Quantum Mechanical Simulation of Impurities and Defects Embedded in Materials for Quantum Information Technology

Schematic representation Copyright: © Philipp Rüßmann, Forschungszentrum Jülich

Scientific Area

Quantum mechanics, density functional theory

Short description

The JuKKR package is developed at Research Center Juelich and contains a collection of codes for electronic structure calculations based on the Korringa-Kohn-Rostocker-Green's function method. One part of JuKKR is the KKRimp code, which allows the quantum mechanical simulation of impurities and defects embedded in a variety of materials. This allows unparalleled insights into their electronic and magnetic properties. Moreover, it allows to describe scattering of electrons off defect atoms. Recently, the code has been extended to describe defects embedded in superconductors which is an important ingredient in the search for materials that are useful for future stable quantum computing applications.

We conducted a performance assessment of the KKRimp code using the tools Score-P, Scalasca, Cube and Vampir.
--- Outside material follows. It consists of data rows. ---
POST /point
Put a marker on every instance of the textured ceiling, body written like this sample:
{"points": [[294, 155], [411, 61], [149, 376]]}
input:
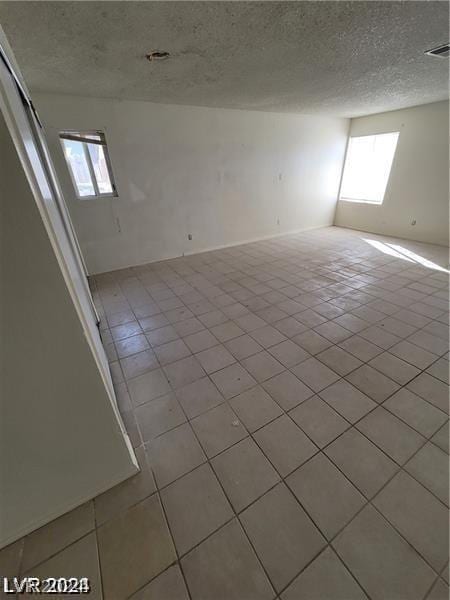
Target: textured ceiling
{"points": [[337, 58]]}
As part of the assessment, we calculated metrics for hybrid parallel applications as proposed by the POP2 project [3]. Using the POP-metrics we identified parts of the code that show potential to optimize the existing OpenMP parallelization.
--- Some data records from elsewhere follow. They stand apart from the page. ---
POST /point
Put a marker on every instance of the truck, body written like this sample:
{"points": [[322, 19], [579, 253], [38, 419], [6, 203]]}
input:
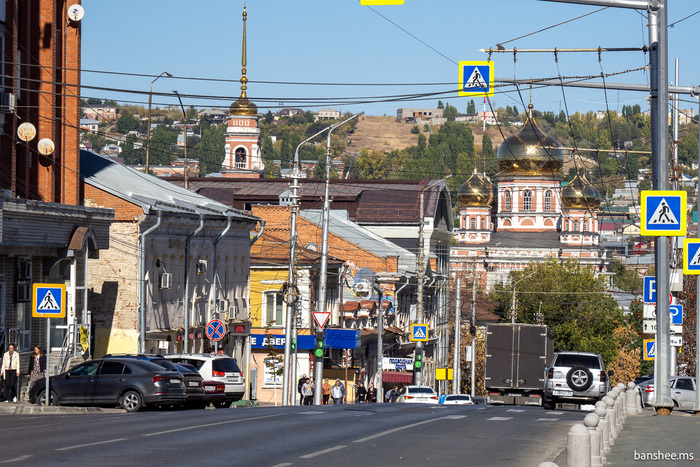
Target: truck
{"points": [[516, 357]]}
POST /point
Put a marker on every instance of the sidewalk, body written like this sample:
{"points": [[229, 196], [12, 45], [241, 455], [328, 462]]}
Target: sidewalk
{"points": [[658, 440]]}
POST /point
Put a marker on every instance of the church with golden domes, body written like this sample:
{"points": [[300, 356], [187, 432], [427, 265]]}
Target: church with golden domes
{"points": [[243, 141], [527, 215]]}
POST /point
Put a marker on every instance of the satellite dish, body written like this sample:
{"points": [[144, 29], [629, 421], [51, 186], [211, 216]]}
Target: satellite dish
{"points": [[46, 147], [75, 13], [26, 131]]}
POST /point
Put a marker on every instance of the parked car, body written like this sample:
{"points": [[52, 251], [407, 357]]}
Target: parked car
{"points": [[130, 383], [458, 399], [577, 377], [218, 368], [418, 395], [194, 385]]}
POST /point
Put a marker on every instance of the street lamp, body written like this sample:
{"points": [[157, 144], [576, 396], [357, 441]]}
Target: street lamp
{"points": [[148, 129], [184, 115]]}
One candidate for optimization is the routine rhooutnew, which calculates an integration of density matrices over a discrete set of radial points. The whole set of radial points is already distributed over each MPI process. However, the hybrid OpenMP parallelization is limited to calls of linear algebra routines, e.g., zgemm, to the parallel version of the Intel Math Kernel Library (MKL). Thus, a significant part of this routine is still executed in serial by the main thread of each MPI process, leading to an inefficient utilization of the allocated computing resources.
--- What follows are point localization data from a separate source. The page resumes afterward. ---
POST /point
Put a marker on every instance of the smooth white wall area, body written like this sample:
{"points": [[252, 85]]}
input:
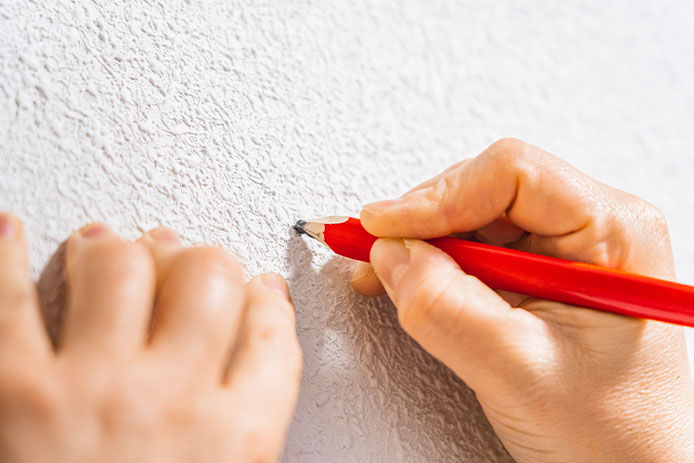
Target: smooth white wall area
{"points": [[228, 120]]}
To optimize the performance of the code, we changed the OpenMP parallelization of this routine such that the integration loop over all radial points is parallelized with OpenMP and not only parts of it. At the same time all calls of linear algebra routines like zgemm to the parallel Intel MKL are replaced by the serial version to avoid nested parallelism of the OpenMP threads.

Results

As base for our performance evaluation, we use the original code, in which the OpenMP parallelization of the integration in the routine rhooutnew is only achieved by using calls to the parallel Intel MKL. The code was compiled using the Intel Fortran Compiler 2021.5.0 and Intel MPI Suite 2021.3.1 and executed on the CLAIX-2018 cluster. For execution we chose 16 MPI processes and a varying number of OpenMP threads per process. The following figure shows a comparison of the runtime of the rhooutnew routine between the base version (ref) and our optimized version (opt).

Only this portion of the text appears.